Courtesy of Marvel; Getty Images

When Agents of SHIELD decided to tackle fan-favorite Marvel character Ghost Rider in season four of the ABC drama, the show's producers had a choice: go with Johnny Blaze, the most well-known iteration of Ghost Rider, or a lesser-known version.

Marvel TV head Jeph Loeb and executive producers Jed Whedon and Maurissa Tancharoen decided to go with option B and cast True Detective alum Gabriel Luna as the newest version of Ghost Rider, Robbie Reyes. Casual fanboys know all about the original Ghost Rider, Johnny Blaze, thanks to the two live-action Ghost Rider movies starring Nicolas Cage, and most of the comic books are about the stunt motorcyclist who sold his soul to who he thought was the devil. So why is Robbie Reyes coming to SHIELD in the fall?

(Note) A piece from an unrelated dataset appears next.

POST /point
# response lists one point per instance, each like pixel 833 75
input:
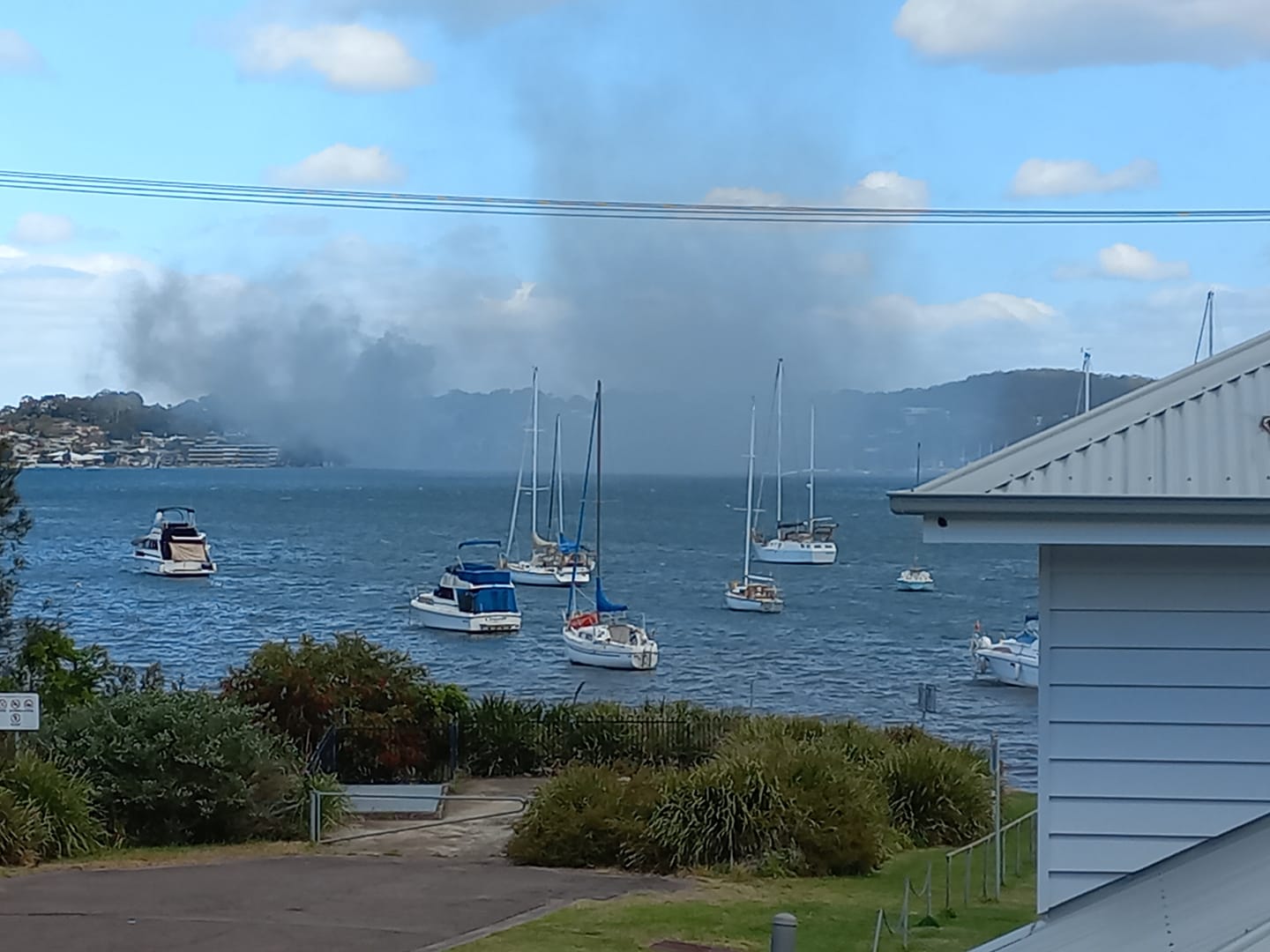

"Truthfully, Nicolas Cage turned us down," Whedon jokes to The Hollywood Reporter. We moved on as fast as we could," Whedon told THR with a laugh before confessing Robbie's backstory was too attractive to pass up.

"At the end of the day, SHIELD is really a show about family," Loeb tells THR. "I know that it looks like a show about a bunch of spies that are running around on a big, giant plane that are saving the world every week, but it really is about a group of people who come together because they have no one else in their lives. When you watch the show from that point of view, you really understand that Coulson (Clark Gregg) is a father figure, and these people around him are people he needs to look after and make sure they're OK."

Since Robbie was introduced into the Marvel canon in 2014, his story has focused on his family history as he lives with and takes care of his developmentally disabled brother Gabe and will do anything to keep both of them away from the gangs that run East Los Angeles.

"Robbie's story, in its inception, is the story of an older brother who's looking after his younger brother, and then how the world of the Ghost Rider changes that dynamic," Loeb says. "That's true of any Marvel hero. We begin in a place where it's something we can all relate to, and then something extraordinary happens to them, not that they've ever asked for it. What we'll find out along the way is Robbie's journey now that he has the burden of being the Ghost Rider, what that does and more importantly how that affects our cast at SHIELD."

To hear Tancharoen tell it, the fact that there is so little source material on Robbie compared with Johnny was also a big factor in their choice.

"People are familiar with Johnny Blaze. Robbie Reyes is a new iteration of the character," Tancharoen tells THR. "There's not a lot of material on the character so it gives us a lot of room to have our take on it. And also, just the fact that he is a young kid who grew up on the streets of East L.A., we liked that backstory. We like seeing a character like that in the mix of our team."

"Most people, when they think of Ghost Rider, just think of the flaming skull, so we can really pick and choose what we do," Whedon adds. 

And because Robbie's story includes the opportunity to add more diversity and inclusivity to their show, Whedon and Tancharoen promise that they will dive into Robbie's family history and his dynamic with his brother "fairly early on."

Agents of SHIELD returns for season four on Tuesday, Sept. 20, at its new time, 10 p.m., on ABC.